Succession: Replacement of one community by another over time.
Primary succession begins with no soil while secondary successions happens with previously developed soil.
Tricellular Model and Biome Distribution
The Tricellular Model explains how air circulates on Earth due to convection cells formed by temperature differences.

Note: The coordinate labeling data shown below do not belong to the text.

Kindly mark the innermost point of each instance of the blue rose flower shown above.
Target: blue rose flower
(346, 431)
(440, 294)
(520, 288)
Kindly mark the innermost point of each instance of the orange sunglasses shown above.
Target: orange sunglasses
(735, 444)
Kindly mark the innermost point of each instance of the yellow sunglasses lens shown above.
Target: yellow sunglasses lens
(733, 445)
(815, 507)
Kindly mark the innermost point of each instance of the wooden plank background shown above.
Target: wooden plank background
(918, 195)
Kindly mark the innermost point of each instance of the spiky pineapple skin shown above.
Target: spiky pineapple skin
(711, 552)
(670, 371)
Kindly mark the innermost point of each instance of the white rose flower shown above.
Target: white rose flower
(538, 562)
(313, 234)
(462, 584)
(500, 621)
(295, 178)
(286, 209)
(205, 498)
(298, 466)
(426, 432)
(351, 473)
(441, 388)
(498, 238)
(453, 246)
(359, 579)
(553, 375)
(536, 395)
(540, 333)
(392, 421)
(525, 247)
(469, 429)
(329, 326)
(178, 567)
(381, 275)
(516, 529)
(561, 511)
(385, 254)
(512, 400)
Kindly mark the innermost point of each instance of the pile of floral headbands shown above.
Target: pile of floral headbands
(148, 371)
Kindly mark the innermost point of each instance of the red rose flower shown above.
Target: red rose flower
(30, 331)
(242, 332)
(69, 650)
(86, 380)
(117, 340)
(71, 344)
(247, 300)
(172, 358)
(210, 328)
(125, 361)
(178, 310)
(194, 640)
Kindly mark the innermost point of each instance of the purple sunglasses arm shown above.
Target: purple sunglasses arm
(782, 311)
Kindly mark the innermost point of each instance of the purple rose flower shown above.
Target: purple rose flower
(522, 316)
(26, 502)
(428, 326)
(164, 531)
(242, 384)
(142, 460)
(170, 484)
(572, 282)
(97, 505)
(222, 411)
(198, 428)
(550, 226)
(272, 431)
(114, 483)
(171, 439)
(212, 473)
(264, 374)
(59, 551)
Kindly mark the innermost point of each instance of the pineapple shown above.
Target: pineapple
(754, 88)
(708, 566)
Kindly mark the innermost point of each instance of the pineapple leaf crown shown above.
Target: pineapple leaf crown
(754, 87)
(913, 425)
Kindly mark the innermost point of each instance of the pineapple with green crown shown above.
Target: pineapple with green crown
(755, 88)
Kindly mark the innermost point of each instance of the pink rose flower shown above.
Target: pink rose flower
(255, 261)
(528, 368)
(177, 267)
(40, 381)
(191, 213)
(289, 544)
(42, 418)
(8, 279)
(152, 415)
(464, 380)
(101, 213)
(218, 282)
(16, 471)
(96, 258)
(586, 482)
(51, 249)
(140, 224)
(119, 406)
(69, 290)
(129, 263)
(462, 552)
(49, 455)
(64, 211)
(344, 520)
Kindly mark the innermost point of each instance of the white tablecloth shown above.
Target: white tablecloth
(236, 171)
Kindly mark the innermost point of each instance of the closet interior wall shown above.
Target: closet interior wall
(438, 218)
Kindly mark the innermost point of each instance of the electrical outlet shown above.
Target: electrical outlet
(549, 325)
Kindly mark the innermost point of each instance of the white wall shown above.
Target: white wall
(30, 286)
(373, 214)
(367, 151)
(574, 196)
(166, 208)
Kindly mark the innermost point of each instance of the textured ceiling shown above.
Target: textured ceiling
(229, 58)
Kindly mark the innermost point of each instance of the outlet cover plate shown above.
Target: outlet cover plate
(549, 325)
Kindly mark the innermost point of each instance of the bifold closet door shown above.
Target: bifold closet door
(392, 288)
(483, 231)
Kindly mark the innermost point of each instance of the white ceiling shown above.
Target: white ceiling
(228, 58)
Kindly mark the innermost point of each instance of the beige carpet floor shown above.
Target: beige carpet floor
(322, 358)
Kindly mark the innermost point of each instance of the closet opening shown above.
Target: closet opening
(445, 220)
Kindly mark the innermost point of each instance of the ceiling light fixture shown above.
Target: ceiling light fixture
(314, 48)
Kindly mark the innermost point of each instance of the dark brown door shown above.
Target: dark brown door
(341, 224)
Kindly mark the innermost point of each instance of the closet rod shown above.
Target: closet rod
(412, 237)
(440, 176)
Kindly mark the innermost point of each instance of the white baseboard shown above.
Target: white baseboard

These cells influence the distribution of biomes by creating distinct climate patterns:
Hadley Cell:
Located near the equator (0-30 degrees latitude).
Warm, moist air rises at the equator, cools, and releases precipitation, creating tropical rainforests.
Dry air descends at around 30 degrees latitude, leading to deserts.
Ferrel Cell:
Located in the mid-latitudes (30-60 degrees latitude).
Influenced by both the Hadley and Polar cells, creating temperate climates.
Supports biomes like temperate forests and grasslands.
Polar Cell:
Located near the poles (60-90 degrees latitude).
Cold, dry air descends, creating polar deserts and tundra biomes.
Biome Differences and Key Factors
Tropical Rainforest:
Key Factors: High temperature, high precipitation, high humidity.
Characteristics: High biodiversity, dense vegetation, nutrient-poor soils.
Desert:
Key Factors: Low precipitation, high temperature, high evaporation.
Characteristics: Sparse vegetation, drought-resistant plants, adaptations for water conservation.
Temperate Forest:
Key Factors: Moderate temperature, moderate precipitation, distinct seasons.
Characteristics: Deciduous trees, fertile soils, moderate biodiversity.
Grassland:
Key Factors: Moderate temperature, low to moderate precipitation, seasonal drought.
Characteristics: Dominated by grasses, grazing animals, frequent fires.
Tundra:
Key Factors: Low temperature, low precipitation, short growing season.
Characteristics: Permafrost, low-growing vegetation, cold-adapted animals.